VOKA

Tricuspid valve defects

Table of contents
Tricuspid Stenosis Anatomic Pathology Pathophysiology Clinical Manifestations Diagnosis Treatment Tricuspid Regurgitation Anatomic Pathology Pathophysiology Clinical Manifestations Diagnosis Treatment

Tricuspid Stenosis

Tricuspid stenosis (TS) is an acquired heart disease characterized by morphological changes in the tricuspid valve (TV) and a narrowing of its orifice. This condition is generally rheumatic in origin, with rheumatic fever being the prevalent cause.

Anatomic Pathology

In TS patients, structural changes occur in the papillary muscles, chordae tendineae, and leaflets. The chordae tendineae are thickened, fused, and tend to connect to the single papillary muscle or intersect in the right ventricular (RV) cavity. The valve may be fused along the commissures, causing its leaflets to become thick and immobile (either partially or completely). In some cases, the atrial side of the TV may exhibit fibrous thickening, which further restricts the leaflet motion.

Pathophysiology

Obstruction to the blood outflow from the RA increases its internal pressure. This triggers right atrial enlargement (RAE) and hypertrophy of the atrial walls. Eventually, systemic venous congestion develops, manifesting in a range of symptoms from hepatomegaly to ascites and edema.

Clinical Manifestations

The disease is characterized by peripheral edema, hepatomegaly, cardiac arrhythmias, and reduced exercise tolerance. On auscultation, the diastolic murmur of TS is heard along the left lower sternal border and is most prominent during inspiration. A soft opening snap may also be present. However, this is not always the case as there may be no detectable abnormalities.

Diagnosis

  • ECG: changes are nonspecific; cardiac arrhythmias can be detected.
  • Echocardiography: stenosis assessment; systolic pressure gradient; valve morphology.
  • Chest X-ray: the right border of the heart may be dilated.
  • Cardiac catheterization: in some cases used to assess the degree of stenosis.

Treatment

Drug therapy is used to manage symptoms of heart failure and to prevent and treat arrhythmias.

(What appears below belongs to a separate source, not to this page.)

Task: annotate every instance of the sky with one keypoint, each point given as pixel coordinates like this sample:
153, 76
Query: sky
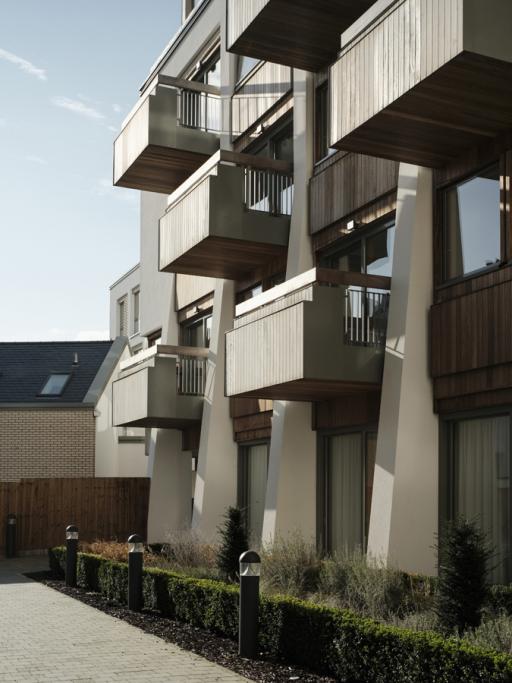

Percutaneous balloon valvuloplasty may also be considered as an option. In a surgical context, tricuspid valve repair or replacement is a commonly employed therapy.

Tricuspid Regurgitation

Tricuspid regurgitation (TR) is an acquired heart disease when the TV leaflets do not close properly, causing the blood to flow backward from the RV into the RA.

Anatomic Pathology

Previous infective endocarditis or rheumatic fever may produce primary (organic) TR. RV enlargement, induced by pulmonary hypertension, congenital heart defects, or heart failure, is the primary cause for secondary (functional) TR.

Carpentier’s functional classification of TR:

Type I: normal leaflet motion (annular dilation; leaflet cleft or perforation).

Type II: excess leaflet motion, i. e. leaflet prolapse (chordal elongation/rupture; papillary muscle elongation/rupture; myxomatous degeneration).

Type III: restricted leaflet motion.

IIIa: restricted opening motion (acute rheumatic fever; degenerative fusion).

IIIb: restricted closing motion (RV dilation; chordal shortening).

Pathophysiology

Backward blood flow into the RA causes its dilatation and increases the internal pressure. Later on, RV heart failure or cardiac arrhythmias may develop.

Clinical Manifestations

These may span a wide range of symptoms, including dyspnea, fatigue during exercise, peripheral edema, ascites, hepatomegaly, distended cervical veins, and cardiac arrhythmias. On auscultation, holosystolic (pansystolic) murmur may be audible along the left sternal border.

Diagnosis

  • ECG: changes are nonspecific; cardiac arrhythmias can be detected.
  • Echocardiography: TR degree and RA size assessment.
  • Chest X-ray: the right border of the heart may be dilated.
  • MRI: RV assessment.
  • Cardiac catheterization: pulmonary pressure measurement in patients with pulmonary hypertension.

Treatment

Drug therapy for minor TR may help prevent heart failure. If surgical therapy is an option, the valve may be repaired using a range of suture techniques, ring annuloplasty, or bicuspidization. If repair is not feasible, the TV may have to be replaced with a prosthesis.